Ore. hunting guide, big game outfitter charged with wildlife plot in Colo.
DENVER (AP) Federal authorities have accused a Colorado man and a guide from Oregon of illegally capturing and maiming mountain lions and bobcats as part of a scheme to make hunting the cats easier for their clients.
The U.S. Justice Department said Wednesday that Christopher Loncarich, of Mack, Colo., and Nicholaus Rodgers, of Medford, Ore., have been indicted on charges including transportation and sale of unlawfully taken wildlife.
Authorities say Loncarich is a big game outfitter who operated in Colorado on the Utah border. Court records did not indicate if the two men had attorneys. A woman who answered the phone at the Loncarich home said Wednesday he was away and would not have any comment.
The indictment alleges Loncarich and Rodgers trapped the cats and released them when clients were nearby. Authorities said guides sometimes shot the cats in the paws or legs or attached leg-hold traps to hold them.
The Justice Department said Wednesday the 17-count indictment includes several felonies.
The case was investigated by the U.S. Fish and Wildlife Service Office of Law Enforcement, Colorado Parks and Wildlife, and Utah Division of Wildlife Resources, and is being prosecuted by the Environmental Crimes Section of the Justice Department's Environment and Natural Resources Division.

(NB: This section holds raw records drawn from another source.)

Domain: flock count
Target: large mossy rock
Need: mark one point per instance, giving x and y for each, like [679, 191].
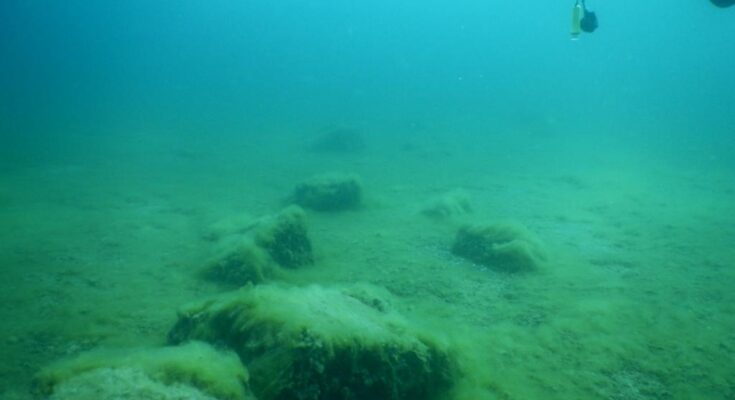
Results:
[506, 247]
[193, 371]
[317, 343]
[329, 192]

Authorities said Loncarich outfitted and guided hunts for mountain lions and bobcats in the Bookcliffs Mountains, which span the Colorado-Utah border.

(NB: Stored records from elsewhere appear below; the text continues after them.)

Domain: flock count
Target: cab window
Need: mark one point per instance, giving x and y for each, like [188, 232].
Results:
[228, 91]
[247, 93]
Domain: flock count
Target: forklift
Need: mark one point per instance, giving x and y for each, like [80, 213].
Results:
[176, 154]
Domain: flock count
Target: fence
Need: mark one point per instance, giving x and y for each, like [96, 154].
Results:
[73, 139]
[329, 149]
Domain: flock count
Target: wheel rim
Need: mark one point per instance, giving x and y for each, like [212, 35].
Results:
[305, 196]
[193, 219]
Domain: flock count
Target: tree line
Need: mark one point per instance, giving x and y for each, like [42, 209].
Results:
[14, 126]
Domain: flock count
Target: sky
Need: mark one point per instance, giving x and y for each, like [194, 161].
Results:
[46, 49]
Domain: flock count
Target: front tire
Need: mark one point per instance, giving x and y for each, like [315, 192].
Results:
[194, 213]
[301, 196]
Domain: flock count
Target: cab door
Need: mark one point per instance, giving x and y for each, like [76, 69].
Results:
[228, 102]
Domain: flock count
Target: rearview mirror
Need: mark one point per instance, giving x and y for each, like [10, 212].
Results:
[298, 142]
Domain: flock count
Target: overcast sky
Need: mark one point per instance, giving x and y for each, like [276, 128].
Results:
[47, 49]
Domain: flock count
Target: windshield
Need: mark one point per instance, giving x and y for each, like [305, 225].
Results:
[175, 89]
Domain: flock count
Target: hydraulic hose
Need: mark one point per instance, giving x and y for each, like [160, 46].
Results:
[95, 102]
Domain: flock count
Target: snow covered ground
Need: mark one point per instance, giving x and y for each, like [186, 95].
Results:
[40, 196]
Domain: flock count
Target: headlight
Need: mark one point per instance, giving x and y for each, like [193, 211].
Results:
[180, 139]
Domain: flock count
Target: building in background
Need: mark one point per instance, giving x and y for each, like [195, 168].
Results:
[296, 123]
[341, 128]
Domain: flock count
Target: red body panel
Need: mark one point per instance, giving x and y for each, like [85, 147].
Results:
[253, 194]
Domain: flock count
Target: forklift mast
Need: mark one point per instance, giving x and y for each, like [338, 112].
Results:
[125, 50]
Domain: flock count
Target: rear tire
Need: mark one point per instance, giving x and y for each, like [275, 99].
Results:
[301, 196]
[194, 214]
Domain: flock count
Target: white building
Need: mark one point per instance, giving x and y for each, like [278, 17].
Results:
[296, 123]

Wildlife officials said mountain lions and bobcats are difficult to hunt. The hunting seasons for the cats stretch from November to March when snow is likely to be on the ground. Guides usually release trained dogs to track the cats after footprints are discovered.

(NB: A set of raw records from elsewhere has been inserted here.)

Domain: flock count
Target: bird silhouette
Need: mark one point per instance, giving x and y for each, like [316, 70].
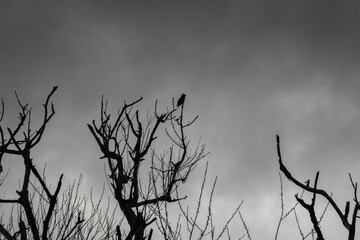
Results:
[181, 100]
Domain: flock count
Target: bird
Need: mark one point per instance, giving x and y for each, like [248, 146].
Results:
[181, 100]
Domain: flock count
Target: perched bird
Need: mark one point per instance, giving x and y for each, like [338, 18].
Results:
[181, 100]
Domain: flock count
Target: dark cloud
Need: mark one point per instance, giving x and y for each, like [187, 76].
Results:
[251, 69]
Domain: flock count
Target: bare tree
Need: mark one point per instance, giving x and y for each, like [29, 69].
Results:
[344, 216]
[127, 143]
[42, 213]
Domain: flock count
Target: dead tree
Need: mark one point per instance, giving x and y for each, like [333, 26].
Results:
[349, 222]
[20, 141]
[128, 144]
[41, 214]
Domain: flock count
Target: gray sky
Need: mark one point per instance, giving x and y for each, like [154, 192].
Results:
[251, 70]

Hunting dogs follow the cat's scent in the snow, then tree, corner or bay the pursued cat. At that point a hunter arrives and kills the treed cat.
Authorities said Loncarich and his assistant guides devised a scheme whereby they would trap the cats in cages prior to hunts and release the cats when the client was nearby. They said Loncarich, Rodgers and other guides would communicate by radio to ensure that they took their clients to the location where the cats had been released.
According to authorities, many of the clients did not have proper tags or licenses to take mountain lions or bobcats in Utah.
The indictment says Loncarich, Rodgers and other guides brought the animals killed in Utah back to Colorado, where Loncarich often took clients to check in the illegally taken mountain lions with Colorado wildlife officials.
They said Loncarich provided false records to obtain proper records for the hides. Many of the cats were then sent to the clients' home states.
The Justice Department said four assistant guides have already pleaded guilty to crimes related to the conspiracy. They have not been identified.